Personal data voluntarily provided by Users:

As a general rule, personal data is stored only for the duration of the service provided by the Administrator through the Website. Data is deleted or anonymized within 30 days after the service is terminated (e.g., account deletion, newsletter unsubscription, etc.).

An exception applies if the Administrator has a legitimate legal interest in continuing to process the data. In such cases, the Administrator may retain the data for a maximum of 3 years from the time of the User’s deletion request if there is a suspected violation of the Website’s Terms of Service by the User.

Anonymized data (without personal identifiers) collected automatically:

Anonymous statistical data that does not constitute personal data is stored by the Administrator for statistical purposes for an indefinite period.

§13 User Rights Regarding Personal Data Processing

Users have the following rights regarding their personal data:

Right of Access to Personal Data

Users have the right to access their personal data. This can be done through:

  • The User panel, available after logging in
  • Tools allowing account recovery in case of a forgotten password

Right to Rectification of Personal Data

Users have the right to request immediate correction of inaccurate or incomplete personal data.
This right can be exercised by submitting a request to the Administrator.

Right to Erasure of Personal Data (“Right to Be Forgotten”)

Users have the right to request the immediate deletion of their personal data.

  • For user accounts, deletion consists of anonymizing any identifying data.
  • The Administrator reserves the right to delay the deletion request to protect legitimate interests (e.g., if the User violated the Terms of Service or if data was obtained through correspondence).
  • For the Newsletter service, Users can unsubscribe and delete their data by clicking the unsubscribe link included in every email.

Right to Restriction of Processing

Users have the right to request processing restrictions under Article 18 of the GDPR, such as when disputing the accuracy of personal data.
This right can be exercised by submitting a request to the Administrator.

Right to Data Portability

Users have the right to obtain their personal data in a structured, commonly used, and machine-readable format.
This right can be exercised by submitting a request to the Administrator.

Right to Object to Data Processing

Users have the right to object to the processing of their personal data in cases specified in Article 21 of the GDPR.
This right can be exercised by submitting a request to the Administrator.

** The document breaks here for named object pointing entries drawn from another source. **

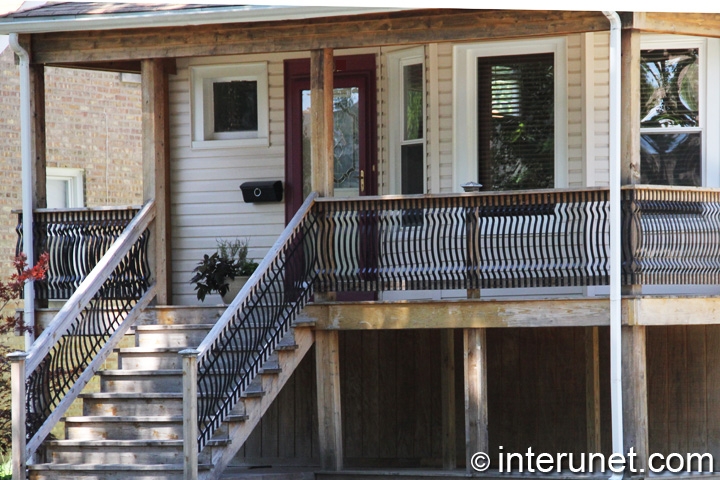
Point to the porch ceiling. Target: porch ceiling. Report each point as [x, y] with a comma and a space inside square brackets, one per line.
[377, 29]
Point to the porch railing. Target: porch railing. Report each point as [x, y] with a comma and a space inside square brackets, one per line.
[83, 333]
[75, 239]
[469, 241]
[671, 235]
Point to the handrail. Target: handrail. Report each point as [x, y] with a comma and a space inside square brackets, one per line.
[117, 282]
[249, 330]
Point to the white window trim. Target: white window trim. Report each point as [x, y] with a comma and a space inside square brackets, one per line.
[396, 115]
[465, 102]
[709, 101]
[201, 105]
[75, 182]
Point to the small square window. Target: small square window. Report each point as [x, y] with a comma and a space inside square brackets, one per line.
[229, 105]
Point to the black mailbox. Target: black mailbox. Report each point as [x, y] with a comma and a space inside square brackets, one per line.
[263, 191]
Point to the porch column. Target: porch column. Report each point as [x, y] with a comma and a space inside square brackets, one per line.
[447, 394]
[321, 114]
[630, 116]
[592, 388]
[156, 170]
[327, 363]
[635, 403]
[476, 414]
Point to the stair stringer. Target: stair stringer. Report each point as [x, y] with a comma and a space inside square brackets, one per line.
[255, 408]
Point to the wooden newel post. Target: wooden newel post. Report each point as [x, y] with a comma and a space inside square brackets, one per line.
[190, 430]
[19, 439]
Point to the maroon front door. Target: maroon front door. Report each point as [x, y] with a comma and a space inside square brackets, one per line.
[355, 147]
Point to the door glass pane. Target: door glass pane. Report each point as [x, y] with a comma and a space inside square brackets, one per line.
[669, 88]
[346, 141]
[413, 101]
[670, 159]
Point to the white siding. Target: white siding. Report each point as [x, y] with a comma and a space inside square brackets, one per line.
[206, 200]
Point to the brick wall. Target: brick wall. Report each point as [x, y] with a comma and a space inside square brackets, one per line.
[93, 122]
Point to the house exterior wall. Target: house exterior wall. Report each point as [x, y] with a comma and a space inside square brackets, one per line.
[207, 203]
[93, 123]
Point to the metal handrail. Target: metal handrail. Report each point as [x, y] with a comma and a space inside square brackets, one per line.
[118, 283]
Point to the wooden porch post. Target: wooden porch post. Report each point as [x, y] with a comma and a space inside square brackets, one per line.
[635, 403]
[156, 169]
[476, 414]
[592, 388]
[321, 112]
[447, 392]
[328, 396]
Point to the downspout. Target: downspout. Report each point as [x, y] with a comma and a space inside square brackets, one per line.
[615, 239]
[27, 183]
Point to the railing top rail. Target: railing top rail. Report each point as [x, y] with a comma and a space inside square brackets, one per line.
[227, 316]
[671, 188]
[458, 195]
[89, 287]
[81, 209]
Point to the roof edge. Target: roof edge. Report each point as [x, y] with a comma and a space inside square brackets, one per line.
[176, 18]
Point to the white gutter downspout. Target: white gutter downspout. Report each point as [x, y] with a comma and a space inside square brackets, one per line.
[615, 239]
[27, 182]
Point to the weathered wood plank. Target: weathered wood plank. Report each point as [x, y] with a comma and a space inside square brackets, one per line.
[370, 398]
[476, 393]
[447, 399]
[327, 364]
[592, 389]
[156, 169]
[634, 379]
[397, 28]
[465, 314]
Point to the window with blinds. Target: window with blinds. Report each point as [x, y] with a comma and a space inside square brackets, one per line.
[516, 138]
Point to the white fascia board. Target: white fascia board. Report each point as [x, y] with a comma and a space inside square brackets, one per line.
[199, 16]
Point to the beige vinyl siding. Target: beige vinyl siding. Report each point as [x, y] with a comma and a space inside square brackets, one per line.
[206, 200]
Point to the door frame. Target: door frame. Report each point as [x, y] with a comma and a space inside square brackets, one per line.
[297, 78]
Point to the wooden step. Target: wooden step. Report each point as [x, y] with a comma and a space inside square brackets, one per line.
[64, 471]
[132, 452]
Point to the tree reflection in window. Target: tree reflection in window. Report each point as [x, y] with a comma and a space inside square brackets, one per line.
[671, 133]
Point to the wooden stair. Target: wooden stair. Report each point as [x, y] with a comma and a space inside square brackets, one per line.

Right to Lodge a Complaint

Users have the right to lodge a complaint with a supervisory authority for data protection.

§14 Contacting the Administrato

The Administrator can be contacted using one of the following methods:

  • Postal Address – ZP20 Piotr Markowski, Al. KEN 36 / 112B, WARSAW
  • Email Addressoffice@zp20.pl
  • Phone Call – +48 733 644 002
  • Contact Form – Available at: /contact

§15 Website Requirements

Restricting the ability to store and access cookies on the User’s Device may result in the Website not functioning properly.

The Administrator is not responsible for Website malfunctions caused by User-imposed restrictions on cookies.

§16 External Links

The Website, including articles, posts, user comments, and other content, may contain links to external websites that are not affiliated with the Website’s Administrator.

Such external links, as well as the content or files they lead to, may pose security risks for your Device or personal data.

The Administrator is not responsible for any content or security risks associated with external websites.

§17 Changes to the Privacy Policy

The Administrator reserves the right to modify this Privacy Policy at any time without notifying Users when changes relate to:

  • Anonymous data processing
  • The use of cookies

When changes involve Personal Data Processing, the Administrator will:

  • Notify registered Users and Newsletter subscribers via email within 7 days of the update.
  • Continued use of the Website after receiving the notification constitutes acceptance of the updated Privacy Policy.
  • Users who do not agree with the changes must delete their account or unsubscribe from the Newsletter.

Changes to the Privacy Policy will be published on this webpage.
The updated policy takes effect immediately upon publication.